Financial management in small and grand scopes is the undersung VIP of every Knovva Academy summit: when the cash changing hands scales up from individual transactions to that of entire nations’ budget sheets, the game scales — particularly in sweat-inducing consequentiality. 

Cary Krosinsky of Yale University was a beacon of modern monetary policy knowledge to our 400 students at the recently concluded Model G20 Summit: Climate Change and the Future of Humanity. 

During the day, Cary Krosinsky has nearly as many titles as his last name has consonants: lecturer in the Practice of Management at the Yale School of Management, and Faculty Adviser at the Yale College on Energy Studies, Climate, and Investing. He also teaches the Theory and Practice of Sustainable Investing at Brown University, helping support the Sustainable Investment Fund within the Brown Endowment, and has been an MBA Lecturer at Concordia and Maryland. He also helped lead and design the RFK Sustainable Investing program at Columbia’s Earth Institute.

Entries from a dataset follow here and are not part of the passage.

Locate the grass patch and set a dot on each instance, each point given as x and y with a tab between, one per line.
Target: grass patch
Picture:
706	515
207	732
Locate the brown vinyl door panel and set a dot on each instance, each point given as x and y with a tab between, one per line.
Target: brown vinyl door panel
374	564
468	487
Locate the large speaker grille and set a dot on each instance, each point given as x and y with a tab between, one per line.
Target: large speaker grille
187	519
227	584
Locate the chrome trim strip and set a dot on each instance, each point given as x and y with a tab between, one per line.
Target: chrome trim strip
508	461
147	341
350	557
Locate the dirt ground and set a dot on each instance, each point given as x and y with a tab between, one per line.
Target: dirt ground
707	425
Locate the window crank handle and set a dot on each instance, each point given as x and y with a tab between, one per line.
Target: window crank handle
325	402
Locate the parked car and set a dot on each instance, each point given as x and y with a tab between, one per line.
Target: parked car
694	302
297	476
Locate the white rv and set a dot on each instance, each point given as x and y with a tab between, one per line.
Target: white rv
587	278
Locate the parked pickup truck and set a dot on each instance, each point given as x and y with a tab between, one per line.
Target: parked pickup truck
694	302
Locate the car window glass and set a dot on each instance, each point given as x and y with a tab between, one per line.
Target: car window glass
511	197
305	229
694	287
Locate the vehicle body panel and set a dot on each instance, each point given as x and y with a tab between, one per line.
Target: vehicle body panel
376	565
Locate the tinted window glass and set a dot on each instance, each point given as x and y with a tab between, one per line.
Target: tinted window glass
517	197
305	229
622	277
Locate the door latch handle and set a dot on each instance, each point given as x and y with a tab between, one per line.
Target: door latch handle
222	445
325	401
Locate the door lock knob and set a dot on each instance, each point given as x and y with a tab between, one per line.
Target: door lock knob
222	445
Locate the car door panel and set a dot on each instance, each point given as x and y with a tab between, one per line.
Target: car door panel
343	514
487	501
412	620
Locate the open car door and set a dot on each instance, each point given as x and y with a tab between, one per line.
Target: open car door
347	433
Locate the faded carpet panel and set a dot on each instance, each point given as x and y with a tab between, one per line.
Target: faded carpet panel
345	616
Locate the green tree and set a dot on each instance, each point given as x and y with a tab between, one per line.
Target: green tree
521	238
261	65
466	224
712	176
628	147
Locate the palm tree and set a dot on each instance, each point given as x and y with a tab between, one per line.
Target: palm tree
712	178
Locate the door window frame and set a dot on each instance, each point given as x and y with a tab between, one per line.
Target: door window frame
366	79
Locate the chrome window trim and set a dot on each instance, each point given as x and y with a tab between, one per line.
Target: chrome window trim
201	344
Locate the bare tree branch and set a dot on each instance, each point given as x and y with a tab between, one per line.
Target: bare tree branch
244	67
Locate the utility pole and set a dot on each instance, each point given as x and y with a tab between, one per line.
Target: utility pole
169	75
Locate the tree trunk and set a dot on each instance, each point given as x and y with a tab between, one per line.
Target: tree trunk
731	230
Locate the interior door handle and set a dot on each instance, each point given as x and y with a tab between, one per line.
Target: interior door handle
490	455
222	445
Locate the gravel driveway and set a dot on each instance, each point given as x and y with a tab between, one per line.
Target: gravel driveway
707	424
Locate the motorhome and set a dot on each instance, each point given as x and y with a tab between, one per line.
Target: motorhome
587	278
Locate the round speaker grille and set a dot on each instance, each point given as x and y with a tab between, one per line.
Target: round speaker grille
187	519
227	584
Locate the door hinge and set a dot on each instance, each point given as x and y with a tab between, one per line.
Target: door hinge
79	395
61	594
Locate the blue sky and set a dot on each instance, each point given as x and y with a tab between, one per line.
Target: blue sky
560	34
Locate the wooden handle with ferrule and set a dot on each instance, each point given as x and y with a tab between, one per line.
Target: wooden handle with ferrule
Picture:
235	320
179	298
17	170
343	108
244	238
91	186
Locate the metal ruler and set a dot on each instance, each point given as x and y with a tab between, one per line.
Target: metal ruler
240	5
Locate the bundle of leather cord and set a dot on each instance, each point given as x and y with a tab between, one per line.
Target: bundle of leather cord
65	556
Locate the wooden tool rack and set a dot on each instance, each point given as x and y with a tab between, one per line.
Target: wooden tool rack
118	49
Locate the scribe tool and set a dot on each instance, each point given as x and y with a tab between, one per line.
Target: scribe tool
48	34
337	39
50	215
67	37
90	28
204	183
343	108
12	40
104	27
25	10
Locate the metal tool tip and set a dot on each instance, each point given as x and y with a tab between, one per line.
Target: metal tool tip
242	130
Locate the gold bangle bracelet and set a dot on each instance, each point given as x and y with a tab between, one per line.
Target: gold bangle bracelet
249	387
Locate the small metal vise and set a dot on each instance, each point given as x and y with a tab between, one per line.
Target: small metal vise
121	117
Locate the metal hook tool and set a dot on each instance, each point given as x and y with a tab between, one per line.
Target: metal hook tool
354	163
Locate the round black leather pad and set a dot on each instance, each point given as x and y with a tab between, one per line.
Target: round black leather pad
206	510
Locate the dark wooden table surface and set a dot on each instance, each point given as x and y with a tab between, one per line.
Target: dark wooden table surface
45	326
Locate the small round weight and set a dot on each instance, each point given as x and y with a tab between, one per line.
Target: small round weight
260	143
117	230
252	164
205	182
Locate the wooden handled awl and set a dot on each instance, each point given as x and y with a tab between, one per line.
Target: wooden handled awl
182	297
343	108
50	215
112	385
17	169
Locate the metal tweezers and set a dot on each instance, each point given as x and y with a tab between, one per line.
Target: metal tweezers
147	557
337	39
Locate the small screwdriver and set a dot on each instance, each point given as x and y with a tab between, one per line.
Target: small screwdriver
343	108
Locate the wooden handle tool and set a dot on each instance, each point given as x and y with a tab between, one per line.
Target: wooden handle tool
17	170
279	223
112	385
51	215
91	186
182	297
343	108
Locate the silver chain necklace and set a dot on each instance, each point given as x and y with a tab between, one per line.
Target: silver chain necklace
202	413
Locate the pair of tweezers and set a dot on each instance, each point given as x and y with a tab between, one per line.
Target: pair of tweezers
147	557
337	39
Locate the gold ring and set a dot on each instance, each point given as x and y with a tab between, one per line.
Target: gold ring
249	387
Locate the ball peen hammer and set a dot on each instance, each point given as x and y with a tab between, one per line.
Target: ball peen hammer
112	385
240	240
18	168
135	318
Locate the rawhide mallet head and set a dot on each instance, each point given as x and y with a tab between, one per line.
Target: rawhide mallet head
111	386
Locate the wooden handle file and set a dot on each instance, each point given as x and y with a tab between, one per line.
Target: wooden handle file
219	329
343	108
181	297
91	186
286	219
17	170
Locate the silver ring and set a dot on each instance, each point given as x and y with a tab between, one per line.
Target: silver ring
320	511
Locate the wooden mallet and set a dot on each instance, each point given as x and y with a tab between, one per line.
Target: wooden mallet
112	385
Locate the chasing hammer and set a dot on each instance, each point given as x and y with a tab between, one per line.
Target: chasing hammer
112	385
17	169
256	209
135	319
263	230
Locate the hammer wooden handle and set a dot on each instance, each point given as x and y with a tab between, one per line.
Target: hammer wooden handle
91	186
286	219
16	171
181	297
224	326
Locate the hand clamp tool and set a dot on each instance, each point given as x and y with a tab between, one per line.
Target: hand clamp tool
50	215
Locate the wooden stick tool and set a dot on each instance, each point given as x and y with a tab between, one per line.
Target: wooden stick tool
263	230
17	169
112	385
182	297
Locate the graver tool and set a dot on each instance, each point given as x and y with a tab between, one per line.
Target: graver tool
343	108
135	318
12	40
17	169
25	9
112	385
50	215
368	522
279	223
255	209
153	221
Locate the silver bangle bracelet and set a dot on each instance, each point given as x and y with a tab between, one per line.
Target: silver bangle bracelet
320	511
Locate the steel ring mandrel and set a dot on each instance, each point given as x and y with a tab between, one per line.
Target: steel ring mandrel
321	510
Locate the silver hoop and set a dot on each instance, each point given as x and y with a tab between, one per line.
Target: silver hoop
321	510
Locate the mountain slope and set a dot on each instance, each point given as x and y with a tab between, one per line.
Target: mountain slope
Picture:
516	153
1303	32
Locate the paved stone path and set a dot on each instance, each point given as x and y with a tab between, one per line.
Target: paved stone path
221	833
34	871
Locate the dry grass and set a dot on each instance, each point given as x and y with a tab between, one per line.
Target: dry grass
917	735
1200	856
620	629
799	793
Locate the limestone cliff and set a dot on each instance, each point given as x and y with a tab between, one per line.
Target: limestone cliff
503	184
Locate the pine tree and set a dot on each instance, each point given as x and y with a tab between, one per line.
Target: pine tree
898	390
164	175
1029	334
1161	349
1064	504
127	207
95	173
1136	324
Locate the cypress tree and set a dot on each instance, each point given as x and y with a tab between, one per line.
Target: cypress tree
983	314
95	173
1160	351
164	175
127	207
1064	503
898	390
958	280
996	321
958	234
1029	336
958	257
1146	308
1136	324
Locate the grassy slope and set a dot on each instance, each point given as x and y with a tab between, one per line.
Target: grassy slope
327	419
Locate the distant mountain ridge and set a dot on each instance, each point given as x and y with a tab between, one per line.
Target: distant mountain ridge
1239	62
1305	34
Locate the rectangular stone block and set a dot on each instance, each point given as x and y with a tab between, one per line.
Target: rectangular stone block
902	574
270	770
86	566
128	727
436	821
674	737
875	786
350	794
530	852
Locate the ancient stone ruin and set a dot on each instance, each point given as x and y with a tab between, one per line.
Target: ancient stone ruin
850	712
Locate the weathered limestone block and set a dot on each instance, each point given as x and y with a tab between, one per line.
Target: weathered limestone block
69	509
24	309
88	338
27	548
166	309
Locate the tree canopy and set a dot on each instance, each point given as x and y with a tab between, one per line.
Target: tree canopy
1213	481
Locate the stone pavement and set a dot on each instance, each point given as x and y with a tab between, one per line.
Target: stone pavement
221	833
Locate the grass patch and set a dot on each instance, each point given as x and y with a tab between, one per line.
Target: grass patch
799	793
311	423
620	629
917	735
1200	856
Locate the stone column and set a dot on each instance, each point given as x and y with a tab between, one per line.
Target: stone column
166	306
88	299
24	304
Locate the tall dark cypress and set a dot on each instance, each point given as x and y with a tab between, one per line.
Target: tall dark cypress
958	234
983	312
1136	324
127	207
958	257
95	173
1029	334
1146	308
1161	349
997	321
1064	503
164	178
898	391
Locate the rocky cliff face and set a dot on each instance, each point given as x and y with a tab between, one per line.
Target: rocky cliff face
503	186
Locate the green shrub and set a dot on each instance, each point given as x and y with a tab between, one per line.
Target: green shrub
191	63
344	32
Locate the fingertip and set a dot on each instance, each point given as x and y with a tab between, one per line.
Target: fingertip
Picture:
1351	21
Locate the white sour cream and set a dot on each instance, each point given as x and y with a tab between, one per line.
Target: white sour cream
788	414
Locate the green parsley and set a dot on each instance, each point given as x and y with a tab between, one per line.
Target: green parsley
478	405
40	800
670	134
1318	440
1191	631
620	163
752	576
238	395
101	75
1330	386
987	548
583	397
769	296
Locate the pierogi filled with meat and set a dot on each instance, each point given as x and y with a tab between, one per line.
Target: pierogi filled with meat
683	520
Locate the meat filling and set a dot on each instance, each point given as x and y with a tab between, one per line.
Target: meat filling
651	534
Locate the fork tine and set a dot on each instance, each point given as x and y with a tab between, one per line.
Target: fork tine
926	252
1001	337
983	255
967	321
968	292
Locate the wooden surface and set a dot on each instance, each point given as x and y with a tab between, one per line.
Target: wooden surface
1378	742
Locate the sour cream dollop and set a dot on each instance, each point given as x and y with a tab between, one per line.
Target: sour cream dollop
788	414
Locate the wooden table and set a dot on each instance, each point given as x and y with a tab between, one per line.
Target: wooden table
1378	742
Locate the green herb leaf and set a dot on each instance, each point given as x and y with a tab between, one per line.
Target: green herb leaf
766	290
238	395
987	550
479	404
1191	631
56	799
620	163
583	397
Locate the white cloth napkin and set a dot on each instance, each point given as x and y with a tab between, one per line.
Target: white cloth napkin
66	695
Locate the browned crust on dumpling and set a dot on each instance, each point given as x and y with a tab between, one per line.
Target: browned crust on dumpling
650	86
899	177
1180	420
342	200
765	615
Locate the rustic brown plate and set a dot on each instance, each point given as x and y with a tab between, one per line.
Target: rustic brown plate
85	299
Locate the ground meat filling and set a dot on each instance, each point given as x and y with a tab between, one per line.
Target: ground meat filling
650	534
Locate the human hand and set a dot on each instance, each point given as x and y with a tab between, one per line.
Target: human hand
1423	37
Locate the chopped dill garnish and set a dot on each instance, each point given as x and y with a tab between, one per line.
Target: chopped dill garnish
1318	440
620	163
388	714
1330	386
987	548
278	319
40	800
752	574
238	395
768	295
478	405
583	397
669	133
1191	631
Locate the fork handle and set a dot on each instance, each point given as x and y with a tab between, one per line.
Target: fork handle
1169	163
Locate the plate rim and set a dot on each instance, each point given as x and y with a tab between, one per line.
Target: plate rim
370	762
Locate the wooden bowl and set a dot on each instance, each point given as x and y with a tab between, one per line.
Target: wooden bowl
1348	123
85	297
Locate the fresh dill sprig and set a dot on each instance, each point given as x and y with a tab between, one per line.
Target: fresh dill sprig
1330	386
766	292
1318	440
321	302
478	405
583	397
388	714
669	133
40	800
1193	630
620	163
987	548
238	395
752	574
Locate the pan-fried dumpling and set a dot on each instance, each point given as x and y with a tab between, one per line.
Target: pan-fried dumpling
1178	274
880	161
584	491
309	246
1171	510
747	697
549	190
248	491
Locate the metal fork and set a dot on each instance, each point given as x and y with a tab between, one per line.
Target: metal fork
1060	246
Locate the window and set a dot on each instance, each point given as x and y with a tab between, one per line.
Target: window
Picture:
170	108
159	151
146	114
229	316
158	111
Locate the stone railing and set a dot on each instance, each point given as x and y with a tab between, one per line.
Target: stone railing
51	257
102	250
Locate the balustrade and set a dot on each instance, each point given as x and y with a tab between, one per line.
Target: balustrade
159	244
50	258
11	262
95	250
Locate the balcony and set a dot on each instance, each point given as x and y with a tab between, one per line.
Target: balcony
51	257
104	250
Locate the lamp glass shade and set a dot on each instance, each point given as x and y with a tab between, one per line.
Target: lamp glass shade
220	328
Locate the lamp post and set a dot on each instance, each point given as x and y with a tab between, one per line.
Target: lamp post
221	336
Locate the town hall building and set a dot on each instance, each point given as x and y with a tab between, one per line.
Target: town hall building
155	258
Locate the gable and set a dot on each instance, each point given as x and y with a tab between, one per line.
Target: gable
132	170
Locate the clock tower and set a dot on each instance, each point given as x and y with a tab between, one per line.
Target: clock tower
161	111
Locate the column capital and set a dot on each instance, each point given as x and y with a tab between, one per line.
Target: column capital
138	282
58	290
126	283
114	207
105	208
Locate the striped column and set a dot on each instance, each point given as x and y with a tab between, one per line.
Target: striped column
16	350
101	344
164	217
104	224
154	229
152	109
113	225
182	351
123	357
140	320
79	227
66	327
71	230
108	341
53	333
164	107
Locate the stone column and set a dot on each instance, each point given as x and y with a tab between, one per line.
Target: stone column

How did he fare with a couple hundred international students several years younger than those in his typical classroom?

“I thought the quality of the students’ questions was great. They were very thoughtful, they were concise. It’s a good indication of all the students’ ability and desire to do good work, so it was great to see.

Over the course of his evening lecture and discussion session with the students, Prof. Krosinsky was posed with buckets of student-devised questions, including India native Gauri Chaturvedi’s “How can we include every country in the concept of Natural Value?” and stateside Jocelyn Rose’s meticulous “How do you suggest a country whose economy relies heavily on non-sustainable businesses, resources, or non-renewable raw material try to transition into having a more sustainable industry?” 

“I was really hoping that students could gain a little bit of an understanding that they may not have had before, on how important finances and the conversations around climate change become,” Prof. Krosinsky explained. “Those challenges are everywhere, and they work their way through you know all economies, all people’s lives and they’re different in every country.”

Throughout his lectures and discussion sessions with the students, Prof. Krosinsky insisted to the kids his hope that they hone their simulated countries’ efforts to try to devise a way to hold conversations that concern everyone, such as climate change, in a productive, globally-inclusive manner.

“When you look at these challenges we face, it can certainly be very daunting. It can be easy to get stuck on negativity and negative approaches. What I wanted to communicate in my participation with the students is that a positive approach will inevitably be the solution. We will have success if we cooperate.”

During our discussion section, Prof. Krosinsky was posed with real-world economic problems faced by the students attending, including one poignantly pressing question by Josemaria Montalvo from El Salvador, who asked Prof. Krosinsky his opinion regarding the state of developing countries such as her own: “How are countries like mine going to raise the necessary capital to meet the goals of sustainable finance?”

Our guest responded to each question, no matter the sensitivity of the subject, with measured tact. He sums up his beliefs: “Frankly, a bunch of old white men,” Prof. Krosinsky pauses to laugh, “aren’t going to solve much of anything.”

“We need the young people to rise up and get involved in a positive way, and when that happens change starts to follow. You know, encourage everyone to look at this sort of area as critically important to your career if you’re so minded, or at least help encourage what needs to happen or get involved yourself and think about how much fun, it would be to actually solve these problems together.”